It’s taken a pandemic to draw our attention to how important nurses are to the healthcare system.
Nurses have traditionally gone about their business with quiet efficiency, letting people keep their mental image of white-clad angels of mercy placing a comforting hand on a fevered brow instead of seeing them as the highly skilled and incredibly hardworking professionals they are.
COVID-19 has brought us a new image of a nurse. Forget the starched white, or the more modern pastel scrubs. Nurses on the front lines wear space-age face shields and protective clothing that might as well be superhero capes and headgear. They have become the heroes of the healthcare system, without question.
It is about time.
There have been occasions over the past couple of decades when a nurse was viewed as little more than a financial unit. When the government announced another hospital funding cut, it usually translated into how many nurses had to be laid off to balance the books. The number of fulltime nursing positions dwindled to the point where recent grads expected to have to cobble together two or three part-time positions into something resembling fulltime work, or go to the States.

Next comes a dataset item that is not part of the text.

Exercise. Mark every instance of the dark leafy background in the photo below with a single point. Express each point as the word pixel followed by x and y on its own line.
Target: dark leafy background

Hospitals and other healthcare facilities depended on agency nurses, overtime and less qualified personnel to cover staffing gaps. Nursing positions went unfilled and many facilities operated with a chronic staff shortage. This was pretty much the norm for all levels of nursing, from registered nurses right on down the line, until COVID-19 hit.
All of a sudden, it dawned on decision makers that the people primarily responsible for not only keeping alive those stricken with the disease, but for preventing others, including staff, from becoming ill, were nurses.
Serving on the front lines in any battle comes with personal risks, and nurses fighting COVID-19 are no different. They are well aware that a substantial proportion of people who have contracted the disease are healthcare workers. Every shift brings the risk of exposure to the potentially deadly virus.
In some communities, retired nurses have returned to work despite the risk. Caring for others no matter how challenging the circumstances is not what nurses do, it is who they are.
And make no mistake, the situation in our healthcare facilities, be they hospitals, clinics or nursing homes, are challenging. The reality of battling a highly contagious virus involves doing many things differently. The amount of personal protective gear that has to be worn is mind-boggling. Even more so are the protocols that must be followed. Are our nurses up to the task? Of course they are.
This is National Nursing Week – May 11-17. It always occurs from the Monday to the Sunday of Florence Nightingale’s birthday, May 12. The theme this year is Nurses: A Voice to Lead — Nursing the World to Health.
The theme couldn’t be more appropriate.
Florence Nightengale, the “lady with the lamp,” was born into a wealthy British family on May 12, 1820. She came into prominence during the Crimean War, giving nursing a favourable reputation. She laid the foundation of professional nursing with the establishment of the first secular nursing school in the world, at St. Thomas’ Hospital in London, England.
During the Crimean War, Nightengale focused on changing the lack of hygiene that resulted in mass infections and many deaths. Such measures as hand washing cut the death rate from 42 per cent to two per cent in the war hospital where she worked.
We have COVID-19 – Nightengale battled typhus, typhoid, cholera and dysentery, combined with overcrowding, not to mention backed-up sewers and lack of ventilation. She became convinced that poor nutrition and even worse sanitation killed more soldiers than wounds did, and continued to advocate for improvements to sanitation during peacetime.
Her influence helped transform hospitals from places of last resort, where straw was placed on the floors to soak up blood, to clean, modern health-care facilities. Nightengale was the health-care superhero of her time.
This year, it is more important than ever to honour the women and men who carry on Nightengale’s tradition – superheroes all.